I started chuckling as I recalled his part of the story in preparing for this sermon. Forgiveness is always a controversial thing is it not? Something that is really easy to say, but so much harder to do. Other people always have opinions. Did you really forgive that person? Why did you forgive him? Why are you having such a hard time forgiving her? Friends, have you been there? Have you known the struggles with forgiveness in your own life? Does it make you a little more sympathetic to these good-church going people?
But Jesus did say that this man’s sins were forgiven. Then he healed his body and told him to stand up in walk. 
Friends, do not be confused. This man was not sick because he had sinned. When we think that is what Jesus is saying here it can lead us to judge others in our lives who are ill or to ask why God caused illness in our own life. Instead, through this man, Jesus showed exactly why he came - to bring hope. To heal. To forgive sin. To bind up the broken hearted. And friends, the exact things Jesus showed us through this man is what the world is still in need of today. 
The question is how far are we willing to go to be bearers of that hope, friends. Are we willing to be a community of faith like those friends, who will do anything? How are we as a people of faith bearing the hope of Jesus in the world?
Today is a special day in the life of the church. It’s Baptism of the Lord Sunday, when we remember the day that Jesus was baptized by John. We remember because that story is directly connected to the day we were baptized, when we found our identity in Christ. 
For the paralytic man, he went from being sick to healed, because of Jesus. 
For Levi, he went from probably being called awful names and known only as a tax collector, to being a disciples. 
For you and me, we went from what the world said about us, to what Jesus says about us, that we are his beloved who are bearers of his name - Christ. 

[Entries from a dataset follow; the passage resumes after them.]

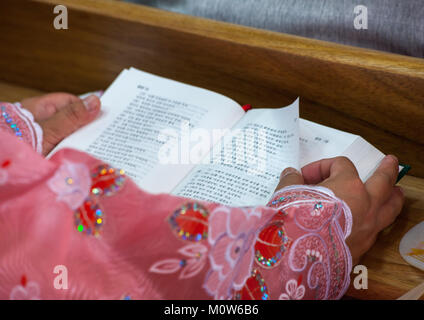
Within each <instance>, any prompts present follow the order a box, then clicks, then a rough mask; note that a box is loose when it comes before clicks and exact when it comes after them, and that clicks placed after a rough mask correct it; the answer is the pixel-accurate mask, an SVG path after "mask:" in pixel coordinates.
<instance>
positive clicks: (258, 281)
mask: <svg viewBox="0 0 424 320" xmlns="http://www.w3.org/2000/svg"><path fill="white" fill-rule="evenodd" d="M233 299H234V300H268V299H269V292H268V286H267V285H266V283H265V280H264V278H263V277H262V275H261V273H260V272H259V271H258V270H257V269H253V271H252V273H251V276H250V277H249V278H248V279H247V280H246V283H245V284H244V286H243V288H242V289H241V290H239V291H236V292H234V294H233Z"/></svg>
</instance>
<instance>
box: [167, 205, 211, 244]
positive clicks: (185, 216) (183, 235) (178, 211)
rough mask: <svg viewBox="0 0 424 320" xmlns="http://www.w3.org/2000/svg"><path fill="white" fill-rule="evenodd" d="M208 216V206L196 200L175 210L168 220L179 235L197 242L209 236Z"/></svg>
mask: <svg viewBox="0 0 424 320" xmlns="http://www.w3.org/2000/svg"><path fill="white" fill-rule="evenodd" d="M208 217H209V213H208V211H207V210H206V208H204V207H203V206H202V205H200V204H199V203H196V202H194V203H188V204H185V205H183V206H182V207H181V208H179V209H177V210H176V211H174V213H173V214H172V215H171V216H170V217H169V219H168V221H169V224H170V225H171V228H172V230H173V231H174V233H175V234H176V235H177V237H179V238H180V239H183V240H188V241H195V242H197V241H200V240H204V239H206V238H207V237H208Z"/></svg>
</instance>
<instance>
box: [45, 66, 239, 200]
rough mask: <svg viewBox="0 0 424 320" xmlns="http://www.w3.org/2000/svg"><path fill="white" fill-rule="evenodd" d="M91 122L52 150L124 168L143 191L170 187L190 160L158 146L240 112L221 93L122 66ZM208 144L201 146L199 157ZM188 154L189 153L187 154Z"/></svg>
mask: <svg viewBox="0 0 424 320" xmlns="http://www.w3.org/2000/svg"><path fill="white" fill-rule="evenodd" d="M101 101H102V111H101V116H99V117H98V118H97V119H96V120H95V121H94V122H93V123H91V124H89V125H87V126H85V127H84V128H82V129H80V130H78V131H77V132H76V133H74V134H73V135H71V136H70V137H68V138H67V139H65V140H64V141H63V142H62V143H60V144H59V146H58V147H57V148H55V150H54V151H53V152H52V153H54V152H55V151H57V150H58V149H61V148H65V147H70V148H76V149H79V150H82V151H85V152H88V153H89V154H91V155H93V156H94V157H97V158H100V159H102V160H104V161H105V162H108V163H110V164H111V165H113V166H115V167H117V168H121V169H124V170H125V171H126V173H127V175H128V176H130V177H131V178H132V179H133V180H134V181H135V182H136V183H137V184H138V185H139V186H140V187H141V188H143V189H145V190H146V191H149V192H152V193H157V192H170V191H171V190H172V189H174V188H175V186H176V185H177V184H178V183H179V182H180V181H181V180H182V179H183V178H184V177H185V176H186V175H187V174H188V172H189V171H190V170H191V169H192V168H193V167H194V166H195V163H193V162H191V161H187V159H184V157H185V153H184V152H180V153H179V154H178V155H177V159H174V158H172V157H168V158H172V159H171V160H176V161H175V162H176V163H173V162H172V161H169V159H167V157H166V155H163V156H162V158H161V156H160V152H161V149H162V147H163V146H164V145H165V144H166V145H167V147H168V148H169V146H174V147H175V148H174V149H176V150H177V151H178V150H179V149H180V148H179V145H180V144H181V141H182V140H184V139H182V137H179V133H180V132H181V131H183V130H182V127H184V126H186V127H187V128H188V129H191V130H193V129H196V128H206V129H209V128H210V129H212V128H218V129H219V128H222V129H223V128H228V127H232V126H233V125H234V124H235V123H237V122H238V121H239V120H240V119H241V118H242V117H243V116H244V114H245V112H244V111H243V109H242V108H241V107H240V106H239V105H238V104H237V103H236V102H234V101H233V100H231V99H229V98H227V97H225V96H222V95H220V94H217V93H214V92H211V91H208V90H205V89H201V88H197V87H193V86H190V85H186V84H183V83H179V82H176V81H173V80H169V79H165V78H161V77H158V76H154V75H151V74H149V73H146V72H142V71H138V70H135V69H131V70H124V71H123V72H122V73H121V74H120V75H119V77H118V78H117V79H116V80H115V81H114V82H113V84H112V85H111V86H110V87H109V89H108V90H107V91H106V92H105V94H104V95H103V96H102V98H101ZM211 147H212V146H211V145H210V146H209V148H205V149H207V150H202V152H203V154H201V155H200V156H201V157H203V156H204V155H206V154H207V153H208V152H209V151H210V148H211ZM188 160H190V159H188Z"/></svg>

But sometimes friends, we need a space to remember that. We need a space to remember the convents that we are part of, whether we were baptized when we were a child or as and adult. Whether we took vows of confirmation of that baptismal covenant as a teen or as an adult. We need a space to remember again who Christ says that we are. 
So we are going to take time in a moment to do just that. This is not a re-baptism, because the God’s grace and cleansing that met you in your baptism, friends that keeps going. God does not screw up. I love how the United Methodist’s website puts it, “Because baptism is a sacrament of God’s grace and a covenant that God has initiated, it should not be repeated. However, God’s continuing and patient forgiveness, God’s prevenient grace, will prompt us to renew the commitment first made at our baptism.”
But when we remember our baptism. We remember who Christ says that we are. That we have our identity in him. That he says that we are his. 
And we remember the vows that we have taken. The vow to help each other uphold our baptismal covenant. The renouncing of sin and belief in forgiveness. And we remember what comes next - that we promise to support the church with our prayers, presence, gifts, service and witness. 

Friends, if you need to remember who you are - come, the waters are ready. If you need to remember what you promised - come, and find refreshment. If you need to hear anew today that you are forgiven, come - Jesus is waiting. Friends, will you come? Amen.